Yttrium Y 90 Basiliximab and Combination Chemotherapy Before Stem Cell Transplant in Treating Patients With Mature T-cell Non-Hodgkin Lymphoma

NCT ID: NCT02342782

Last Updated: 2025-03-20

Basic Information

• Recruitment Status: COMPLETED
• Clinical Phase: PHASE1
• Total Enrollment: 20 participants
• Study Classification: INTERVENTIONAL
• Study Start Date: 2020-06-08
• Study Completion Date: 2024-11-18

Brief Summary

This phase I trial studies the side effects and best dose of yttrium Y 90 basiliximab when given together with standard combination chemotherapy before a stem cell transplant in treating patients with mature T-cell non-Hodgkin lymphoma. Radioactive substances linked to monoclonal antibodies, such as yttrium Y 90 basiliximab, can bind to cancer cells and give off radiation which may help kill cancer cells. Drugs used in chemotherapy, such as carmustine, cytarabine, etoposide, and melphalan (BEAM), work in different ways to stop the growth of cancer cells, either by killing the cells, by stopping them from dividing, or by stopping them from spreading. Giving yttrium Y 90 basiliximab and chemotherapy before a stem cell transplant may help kill any cancer cells that are in the body and help make room in the patient's bone marrow for new blood-forming cells (stem cells) to grow. Stem cells that were collected from the patient's blood and stored before treatment are later returned to the patient to replace the blood-forming cells that were destroyed.

Detailed Description

PRIMARY OBJECTIVES:

I. To determine if administration of 90Y-basiliximab/DOTA (yttrium Y 90 basiliximab), when given in combination with standard dose BEAM, as conditioning for autologous hematopoietic cell transplant (AHCT), is safe, by evaluation of toxicities, including type, frequency, severity, attribution, time course and duration.

II. To determine the maximum tolerated dose (MTD) of 90Y-basiliximab/DOTA when given in combination with standard dose BEAM, in patients with T-cell non-Hodgkin lymphoma (T-NHL) as part of conditioning for AHCT.

SECONDARY OBJECTIVES:

I. To characterize and evaluate hematologic recovery in terms of neutrophil and platelet engraftment time.

II. To estimate radiation doses to the whole body and normal organs through serial imaging studies.

III. To estimate overall survival, progression-free survival, non-relapse mortality and cumulative incidence of relapse/progression at 100-days (non-relapse mortality [NRM] only), 1-year and 2-years.

OUTLINE: This is a dose-escalation study of yttrium Y 90 basiliximab.

Patients receive yttrium Y 90 basiliximab intravenously (IV) on days -21 and -14, carmustine IV over 1-2 hours on days -7 and -6, cytarabine IV twice daily (BID) on days -5 to -2, etoposide IV BID on days -5 to -2, and melphalan IV on day -1. Patients undergo autologous hematopoietic stem cell transplant on day 0.

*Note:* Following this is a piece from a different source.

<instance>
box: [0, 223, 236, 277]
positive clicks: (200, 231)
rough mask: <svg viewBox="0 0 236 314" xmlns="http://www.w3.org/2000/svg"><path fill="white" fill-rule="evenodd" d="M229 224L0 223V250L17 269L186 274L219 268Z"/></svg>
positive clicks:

After completion of study treatment, patients are followed up at 30, 100, and 180 days and 1, 1.5, and 2 years.

Conditions

Mature T-Cell and NK-Cell Non-Hodgkin Lymphoma; Recurrent Mature T- and NK-Cell Non-Hodgkin Lymphoma; Refractory Mature T-Cell and NK-Cell Non-Hodgkin Lymphoma; Recurrent Cutaneous T-Cell Non-Hodgkin Lymphoma; Refractory Cutaneous T-Cell Non-Hodgkin Lymphoma

Study Design

• Allocation Method: NA
• Intervention Model: SINGLE_GROUP
• Primary Study Purpose: TREATMENT
• Blinding Strategy: NONE

Study Groups

Treatment (yttrium Y 90 basiliximab, BEAM, AHCT)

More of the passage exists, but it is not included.